Efficient insertion and search of strings

Efficient insertion and search of strings - c#

In an application I will have between about 3000 and 30000 strings.
After creation (read from files unordered) there will not be many strings that will be added often (but there WILL be sometimes!). Deletion of strings will also not happen often.
Comparing a string with the ones stored will occur frequently.
What kind of structure can I use best, a hashtable, a tree (Red-Black, Splay,....) or just on ordered list (maybe a StringArray?) ?
(Additional remark : a link to a good C# implementation would be appreciated as well)

It sounds like you simply need a hashtable. The HashSet<T> would thus seem to be the ideal choice. (You don't seem to require keys, but Dictionary<T> would be the right option if you did, of course.)
Here's a summary of the time complexities of the different operations on a HashSet<T> of size n. They're partially based off the fact that the type uses an array as the backing data structure.
Insertion: Typically O(1), but potentially O(n) if the array needs to be resized.
Deletion: O(1)
Exists (Contains): O(1) (given ideal hashtable buckets)
Someone correct me if any of these are wrong please. They are just my best guesses from what I know of the implementation/hashtables in general.

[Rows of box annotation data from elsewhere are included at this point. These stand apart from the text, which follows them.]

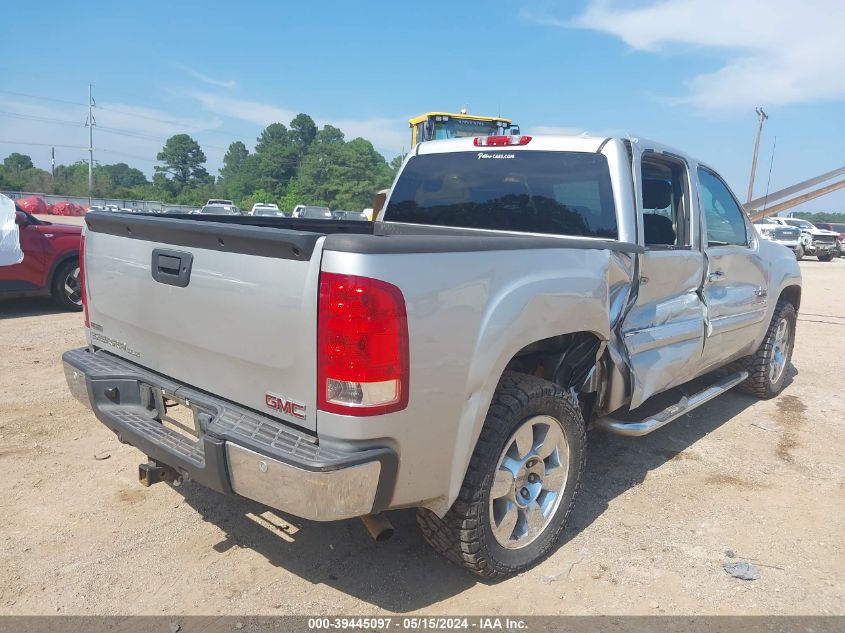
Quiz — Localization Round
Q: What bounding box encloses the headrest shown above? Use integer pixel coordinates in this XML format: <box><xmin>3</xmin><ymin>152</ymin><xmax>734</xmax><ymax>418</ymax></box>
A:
<box><xmin>643</xmin><ymin>178</ymin><xmax>672</xmax><ymax>209</ymax></box>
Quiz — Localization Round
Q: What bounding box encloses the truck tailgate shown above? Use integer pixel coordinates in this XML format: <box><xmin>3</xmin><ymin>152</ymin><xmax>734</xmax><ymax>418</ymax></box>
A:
<box><xmin>85</xmin><ymin>214</ymin><xmax>324</xmax><ymax>431</ymax></box>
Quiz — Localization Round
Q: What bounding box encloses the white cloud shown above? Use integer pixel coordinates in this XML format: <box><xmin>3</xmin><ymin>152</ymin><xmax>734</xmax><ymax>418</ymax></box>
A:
<box><xmin>521</xmin><ymin>0</ymin><xmax>845</xmax><ymax>110</ymax></box>
<box><xmin>176</xmin><ymin>64</ymin><xmax>238</xmax><ymax>90</ymax></box>
<box><xmin>0</xmin><ymin>97</ymin><xmax>225</xmax><ymax>175</ymax></box>
<box><xmin>188</xmin><ymin>92</ymin><xmax>411</xmax><ymax>156</ymax></box>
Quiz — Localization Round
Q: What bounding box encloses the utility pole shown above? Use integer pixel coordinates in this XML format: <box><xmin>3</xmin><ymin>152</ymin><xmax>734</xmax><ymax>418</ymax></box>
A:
<box><xmin>85</xmin><ymin>83</ymin><xmax>97</xmax><ymax>200</ymax></box>
<box><xmin>745</xmin><ymin>108</ymin><xmax>769</xmax><ymax>203</ymax></box>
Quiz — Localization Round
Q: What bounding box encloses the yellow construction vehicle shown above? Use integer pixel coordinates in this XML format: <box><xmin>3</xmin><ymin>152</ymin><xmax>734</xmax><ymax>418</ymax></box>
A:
<box><xmin>408</xmin><ymin>110</ymin><xmax>519</xmax><ymax>147</ymax></box>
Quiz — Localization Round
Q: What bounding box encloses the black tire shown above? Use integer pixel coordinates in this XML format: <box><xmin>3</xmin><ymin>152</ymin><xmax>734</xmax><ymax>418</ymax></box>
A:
<box><xmin>51</xmin><ymin>259</ymin><xmax>82</xmax><ymax>312</ymax></box>
<box><xmin>736</xmin><ymin>299</ymin><xmax>798</xmax><ymax>399</ymax></box>
<box><xmin>417</xmin><ymin>371</ymin><xmax>587</xmax><ymax>578</ymax></box>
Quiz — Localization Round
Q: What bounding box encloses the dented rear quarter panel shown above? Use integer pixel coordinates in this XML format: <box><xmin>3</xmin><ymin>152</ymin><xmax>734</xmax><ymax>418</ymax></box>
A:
<box><xmin>317</xmin><ymin>247</ymin><xmax>633</xmax><ymax>514</ymax></box>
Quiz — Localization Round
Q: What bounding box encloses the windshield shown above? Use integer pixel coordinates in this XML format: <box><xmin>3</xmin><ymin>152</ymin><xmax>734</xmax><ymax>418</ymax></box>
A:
<box><xmin>433</xmin><ymin>118</ymin><xmax>500</xmax><ymax>141</ymax></box>
<box><xmin>786</xmin><ymin>219</ymin><xmax>816</xmax><ymax>229</ymax></box>
<box><xmin>384</xmin><ymin>150</ymin><xmax>618</xmax><ymax>239</ymax></box>
<box><xmin>200</xmin><ymin>204</ymin><xmax>238</xmax><ymax>215</ymax></box>
<box><xmin>300</xmin><ymin>207</ymin><xmax>332</xmax><ymax>218</ymax></box>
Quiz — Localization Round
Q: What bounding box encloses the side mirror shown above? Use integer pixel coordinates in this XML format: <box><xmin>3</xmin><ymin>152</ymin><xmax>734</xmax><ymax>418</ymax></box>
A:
<box><xmin>373</xmin><ymin>190</ymin><xmax>387</xmax><ymax>220</ymax></box>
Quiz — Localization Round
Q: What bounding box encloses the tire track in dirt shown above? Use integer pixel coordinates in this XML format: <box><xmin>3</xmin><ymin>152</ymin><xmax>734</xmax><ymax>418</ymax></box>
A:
<box><xmin>775</xmin><ymin>394</ymin><xmax>807</xmax><ymax>464</ymax></box>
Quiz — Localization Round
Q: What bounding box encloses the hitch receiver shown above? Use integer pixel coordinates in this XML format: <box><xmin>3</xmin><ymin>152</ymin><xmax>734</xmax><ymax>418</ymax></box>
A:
<box><xmin>138</xmin><ymin>459</ymin><xmax>182</xmax><ymax>488</ymax></box>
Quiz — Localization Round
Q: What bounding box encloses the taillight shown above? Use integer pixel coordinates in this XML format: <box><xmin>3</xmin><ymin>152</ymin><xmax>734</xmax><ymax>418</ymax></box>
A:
<box><xmin>79</xmin><ymin>234</ymin><xmax>91</xmax><ymax>327</ymax></box>
<box><xmin>472</xmin><ymin>134</ymin><xmax>531</xmax><ymax>147</ymax></box>
<box><xmin>317</xmin><ymin>273</ymin><xmax>409</xmax><ymax>416</ymax></box>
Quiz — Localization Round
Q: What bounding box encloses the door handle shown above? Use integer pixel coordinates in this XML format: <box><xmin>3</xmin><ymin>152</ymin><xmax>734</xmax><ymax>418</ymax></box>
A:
<box><xmin>151</xmin><ymin>248</ymin><xmax>194</xmax><ymax>288</ymax></box>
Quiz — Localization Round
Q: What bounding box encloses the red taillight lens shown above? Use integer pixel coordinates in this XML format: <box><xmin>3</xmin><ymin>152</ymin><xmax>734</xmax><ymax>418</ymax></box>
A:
<box><xmin>79</xmin><ymin>235</ymin><xmax>91</xmax><ymax>327</ymax></box>
<box><xmin>472</xmin><ymin>135</ymin><xmax>531</xmax><ymax>147</ymax></box>
<box><xmin>317</xmin><ymin>273</ymin><xmax>409</xmax><ymax>416</ymax></box>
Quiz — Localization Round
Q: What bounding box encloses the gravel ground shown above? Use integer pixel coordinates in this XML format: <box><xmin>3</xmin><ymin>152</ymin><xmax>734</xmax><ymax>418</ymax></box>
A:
<box><xmin>0</xmin><ymin>260</ymin><xmax>845</xmax><ymax>615</ymax></box>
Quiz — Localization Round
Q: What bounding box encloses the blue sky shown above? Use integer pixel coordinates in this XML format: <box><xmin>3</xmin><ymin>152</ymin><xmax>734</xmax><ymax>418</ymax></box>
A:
<box><xmin>0</xmin><ymin>0</ymin><xmax>845</xmax><ymax>211</ymax></box>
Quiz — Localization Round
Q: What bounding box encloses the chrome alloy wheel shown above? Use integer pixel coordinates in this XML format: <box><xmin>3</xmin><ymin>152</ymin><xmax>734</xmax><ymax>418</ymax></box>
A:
<box><xmin>489</xmin><ymin>415</ymin><xmax>569</xmax><ymax>549</ymax></box>
<box><xmin>769</xmin><ymin>319</ymin><xmax>791</xmax><ymax>384</ymax></box>
<box><xmin>62</xmin><ymin>266</ymin><xmax>82</xmax><ymax>305</ymax></box>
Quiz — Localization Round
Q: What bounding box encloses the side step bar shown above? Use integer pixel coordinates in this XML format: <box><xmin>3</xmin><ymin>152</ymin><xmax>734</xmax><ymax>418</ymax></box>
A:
<box><xmin>594</xmin><ymin>371</ymin><xmax>748</xmax><ymax>437</ymax></box>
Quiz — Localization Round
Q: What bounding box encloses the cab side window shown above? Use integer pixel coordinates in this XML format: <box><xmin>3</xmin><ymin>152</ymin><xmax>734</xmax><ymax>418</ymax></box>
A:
<box><xmin>641</xmin><ymin>155</ymin><xmax>690</xmax><ymax>248</ymax></box>
<box><xmin>698</xmin><ymin>167</ymin><xmax>748</xmax><ymax>246</ymax></box>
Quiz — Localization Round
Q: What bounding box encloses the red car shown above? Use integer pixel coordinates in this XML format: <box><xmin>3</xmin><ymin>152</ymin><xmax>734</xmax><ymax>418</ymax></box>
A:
<box><xmin>0</xmin><ymin>206</ymin><xmax>82</xmax><ymax>310</ymax></box>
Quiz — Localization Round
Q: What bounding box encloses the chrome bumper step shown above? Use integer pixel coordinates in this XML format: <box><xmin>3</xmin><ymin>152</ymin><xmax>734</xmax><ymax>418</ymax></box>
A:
<box><xmin>594</xmin><ymin>371</ymin><xmax>748</xmax><ymax>437</ymax></box>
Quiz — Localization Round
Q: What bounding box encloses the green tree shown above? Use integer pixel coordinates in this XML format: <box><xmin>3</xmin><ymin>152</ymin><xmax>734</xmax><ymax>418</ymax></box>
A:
<box><xmin>97</xmin><ymin>163</ymin><xmax>149</xmax><ymax>189</ymax></box>
<box><xmin>297</xmin><ymin>125</ymin><xmax>392</xmax><ymax>210</ymax></box>
<box><xmin>155</xmin><ymin>134</ymin><xmax>211</xmax><ymax>192</ymax></box>
<box><xmin>217</xmin><ymin>141</ymin><xmax>256</xmax><ymax>200</ymax></box>
<box><xmin>3</xmin><ymin>152</ymin><xmax>35</xmax><ymax>173</ymax></box>
<box><xmin>254</xmin><ymin>123</ymin><xmax>299</xmax><ymax>196</ymax></box>
<box><xmin>279</xmin><ymin>178</ymin><xmax>300</xmax><ymax>213</ymax></box>
<box><xmin>290</xmin><ymin>113</ymin><xmax>317</xmax><ymax>164</ymax></box>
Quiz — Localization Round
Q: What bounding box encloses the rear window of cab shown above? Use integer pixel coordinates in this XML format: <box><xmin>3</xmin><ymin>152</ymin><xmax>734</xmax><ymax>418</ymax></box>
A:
<box><xmin>384</xmin><ymin>148</ymin><xmax>618</xmax><ymax>239</ymax></box>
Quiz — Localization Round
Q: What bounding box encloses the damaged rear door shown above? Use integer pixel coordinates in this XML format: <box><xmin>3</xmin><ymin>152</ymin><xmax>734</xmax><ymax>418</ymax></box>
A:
<box><xmin>622</xmin><ymin>149</ymin><xmax>705</xmax><ymax>408</ymax></box>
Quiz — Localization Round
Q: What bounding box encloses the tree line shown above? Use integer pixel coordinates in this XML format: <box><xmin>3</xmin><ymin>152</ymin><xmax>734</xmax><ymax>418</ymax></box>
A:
<box><xmin>0</xmin><ymin>114</ymin><xmax>401</xmax><ymax>211</ymax></box>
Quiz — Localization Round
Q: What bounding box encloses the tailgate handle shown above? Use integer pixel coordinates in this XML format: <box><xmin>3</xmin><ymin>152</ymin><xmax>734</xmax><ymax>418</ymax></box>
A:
<box><xmin>152</xmin><ymin>248</ymin><xmax>194</xmax><ymax>288</ymax></box>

HashSet is very good for fast insertion and search speeds. Add, Remove and Contains are O(1).
Edit- Add assumes the array does not need to be resized. If that's the case as Noldorin has stated it is O(n).
I used HashSet on a recent VB 6 (I didn't write it) to .NET 3.5 upgrade project where I was iterating round a collection that had child items and each child item could appear in more than one parent item. The application processed a list of items I wanted to send to an API that charges a lot of money per call.
I basically used the HashSet to keep track items I'd already sent to prevent us incurring an unnecessary charge. As the process was invoked several times (it is basically a batch job with multiple commands), I serialized the HashSet between invocations. This worked very well- I had a requirement to reuse as much as the existing code as possible as this had been thoroughly tested. The HashSet certainly performed very fast.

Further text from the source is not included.